The loss of income in the town has made it difficult for those whom would like to move or take precautions against the pollutants. There is now 70 percent unemployment.
"My son and I have constant headaches," said Radmila Vukelic, 52. "We feel dizzy, as if we were going to faint. No one has told us anything. We have no information about what has happened or what we should do. I do not eat the fish from the river. I am afraid. We would like to eat frozen or canned vegetables, but we do not have this kind of money. We must eat what is in the markets."
Pancevo Mayor Srdjan Mikovic, 38, said he is bewildered by the extent of the airstrikes, especially since his town of 130,000, with a mix of ethnic Hungarians and ethnic Croats, has long been one of the centers of the opposition.
It is one of the few places in Serbia where the radio and television stations are free from party control, either by Milosevic's ruling Socialists, or the parties that oppose him.
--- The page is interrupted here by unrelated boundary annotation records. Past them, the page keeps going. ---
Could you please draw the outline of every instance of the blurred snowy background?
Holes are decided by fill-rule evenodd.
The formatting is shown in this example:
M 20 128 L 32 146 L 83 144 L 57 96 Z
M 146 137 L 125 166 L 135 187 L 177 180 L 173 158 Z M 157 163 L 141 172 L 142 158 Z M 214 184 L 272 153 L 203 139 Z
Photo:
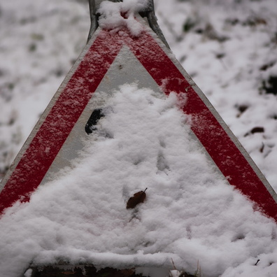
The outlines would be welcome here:
M 155 3 L 173 52 L 277 191 L 277 1 L 155 0 Z M 0 179 L 85 45 L 89 29 L 86 0 L 0 2 Z M 259 225 L 270 232 L 264 223 Z M 241 246 L 240 254 L 248 256 L 248 248 L 255 248 L 252 232 L 247 234 L 250 247 Z M 274 248 L 276 236 L 264 233 L 261 231 L 261 237 L 265 241 L 256 236 L 253 241 L 262 246 L 272 242 Z M 225 247 L 220 241 L 218 244 Z M 269 250 L 269 244 L 259 256 L 261 267 L 251 265 L 256 257 L 251 253 L 250 262 L 242 262 L 234 273 L 218 261 L 221 271 L 227 269 L 226 276 L 243 271 L 243 276 L 275 276 L 276 249 Z M 7 247 L 10 248 L 8 243 Z M 13 250 L 16 252 L 16 247 Z M 213 255 L 206 252 L 201 254 Z
M 277 1 L 155 0 L 173 52 L 277 190 Z M 86 0 L 0 2 L 0 178 L 86 43 Z

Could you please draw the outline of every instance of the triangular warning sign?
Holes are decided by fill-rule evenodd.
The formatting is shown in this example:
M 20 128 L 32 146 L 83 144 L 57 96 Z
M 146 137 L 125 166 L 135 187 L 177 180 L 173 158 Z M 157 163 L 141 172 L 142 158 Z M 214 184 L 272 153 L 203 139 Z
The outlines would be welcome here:
M 0 212 L 29 201 L 41 184 L 55 178 L 57 169 L 82 148 L 75 136 L 88 135 L 85 127 L 93 131 L 94 122 L 104 116 L 101 108 L 115 87 L 136 83 L 158 90 L 161 97 L 173 92 L 183 99 L 192 135 L 210 159 L 256 208 L 277 220 L 274 190 L 170 50 L 142 24 L 138 36 L 127 29 L 95 32 L 3 178 Z

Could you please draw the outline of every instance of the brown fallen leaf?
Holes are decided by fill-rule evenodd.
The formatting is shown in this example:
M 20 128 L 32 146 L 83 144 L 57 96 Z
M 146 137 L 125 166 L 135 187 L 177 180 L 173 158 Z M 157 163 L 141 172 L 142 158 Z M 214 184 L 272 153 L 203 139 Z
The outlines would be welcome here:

"We have heard nothing from the government," the mayor said. "We have never supported the regime and for this reason I fear we will be sacrificed. NATO had to understand what they were doing to us because these factories were built by American and European firms. They could not have been ignorant of the environmental damage. I have given up. I eat the fish. How much more can I be poisoned after living in clouds of this stuff?"
Pancevo was once a frontier town, manned by Hungarian, Serbian and Austrian soldiers in the Austro-Hungarian empire. The pink facade of the former imperial army barracks lies in the center of Pancevo. It was from here that the European troops faced the Ottoman Turks across the river from 1716, when Vienna captured Pancevo, until the end of World War I. The buildings, although in bad repair, look as if they were lifted from Austria, with stuccoed block exteriors, onion domed towers, arched windows and delicate, wrought iron staircases.
On the front of the old town hall, built by German-speaking settlers in 1833 and now a museum, is a Latin inscription reading: "Justice is the Basis for Any State." Outside is a thick iron cylinder with a hollowed bore in the center. It was once lit with an explosive charge to announce the arrival of riverboats. The ethnic Germans, who left behind their churches, tombstones and architecture, were driven out at the end of World War II after the communist state was established in Yugoslavia.
But this part of Serbia has never embraced Milosevic's nationalist movement. Pancevo hosted a woman's water polo tournament last year, and the American swimmers won. The spectators cheered the athletes as the American anthem was played during the awards ceremony. "The bombing has changed how we feel about the outside world," said Mikovic. "People have lost their desire to fight, to reach out. They only want to survive. The Americans can come back, but they will not have any applause from us."